The adjustment of dates is separated into a separate function, tweak. I also adjusted start/end time of the events that are not all-day events; these lines are commented below.

function batchCopy() {
  var id = '[email protected]';   // enter Calendar Id
  var cal = CalendarApp.getCalendarById(id);
  var startPeriod = new Date('2016-01-01T00:00:00.000Z');
  var endPeriod = new Date('2016-06-01T00:00:00.000Z');
  var events = cal.getEvents(startPeriod, endPeriod);
  for (var i = 0; i < events.length; i++) { 
    var event = events[i];
    var title = event.getTitle();
    if (event.isAllDayEvent()) {
      cal.createAllDayEvent(title, tweak(event.getAllDayStartDate()));
    }
    else {
      var start = tweak(event.getStartTime());
      start.setHours(9, 30, 0, 0);    // new starting time, 9:30   
      var finish = new Date(start);
      finish.setHours(10, 25, 0, 0);  // new ending time, 10:25  
      cal.createEvent(title, start, finish);     
    }
    Utilities.sleep(1000); 
  }
}

Next, the function tweak which receives the old date of the event and returns the new date. If the goal was to have the same date in another year, then the first two lines of this function would be enough. But I wanted to have the same days of week. Normally, a year has 52 weeks and 1 more day, so one should subtract 1 from the date to have the same day of week. This is done by the line

tweaked.setDate(date.getDate() - 1);  // normal offset

But the dates in January-February of 2016 have to be offset by 2 because 2016 was a leap year while 2017 isn't.

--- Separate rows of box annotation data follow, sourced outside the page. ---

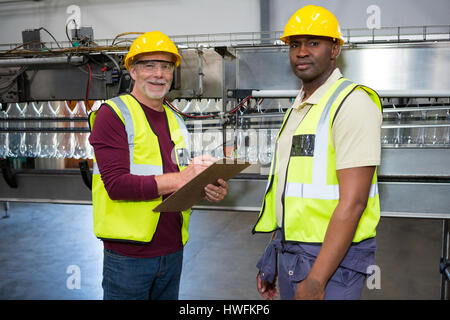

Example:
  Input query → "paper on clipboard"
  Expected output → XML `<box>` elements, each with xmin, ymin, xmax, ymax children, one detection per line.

<box><xmin>153</xmin><ymin>158</ymin><xmax>250</xmax><ymax>212</ymax></box>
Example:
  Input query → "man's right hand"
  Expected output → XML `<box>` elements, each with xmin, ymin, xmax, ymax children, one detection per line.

<box><xmin>256</xmin><ymin>272</ymin><xmax>278</xmax><ymax>300</ymax></box>
<box><xmin>155</xmin><ymin>154</ymin><xmax>216</xmax><ymax>195</ymax></box>
<box><xmin>178</xmin><ymin>154</ymin><xmax>216</xmax><ymax>188</ymax></box>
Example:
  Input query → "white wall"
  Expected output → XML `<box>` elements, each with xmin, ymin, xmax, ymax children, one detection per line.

Hence the if statement below.

function tweak(date) {
  var tweaked = new Date(date.getTime());
  tweaked.setYear(2017);                  // changed the year

  // the rest is to offset the date to have the same day of week

  if (tweaked.getMonth() < 2) {
    tweaked.setDate(date.getDate() - 2);  // leap year offset
  }
  else {
    tweaked.setDate(date.getDate() - 1);  // normal offset
  }
  return tweaked;  
}

The above is all that one need to batch-copy events. But if a mistake happens, there should also be a way to delete the incorrectly created events. This is what the function below is for: it deletes all events between startClearPeriod and endClearPeriod - in my example, 2017-01-01 to 2017-06-01.

function deleteEvents() {
  var id = '[email protected]';
  var cal = CalendarApp.getCalendarById(id);
  var startClearPeriod = new Date('2017-01-01T00:00:00.000Z');
  var endClearPeriod = new Date('2017-06-01T00:00:00.000Z');
  var events = cal.getEvents(startClearPeriod, ClearPeriod);
  for (var i = 0; i < events.length; i++) { 
    events[i].deleteEvent();
    Utilities.sleep(1000); 
  }  
}

The Utilities.sleep calls are inserted because CalendarApp does not like creating or deleting many events (50+) without any pause in between.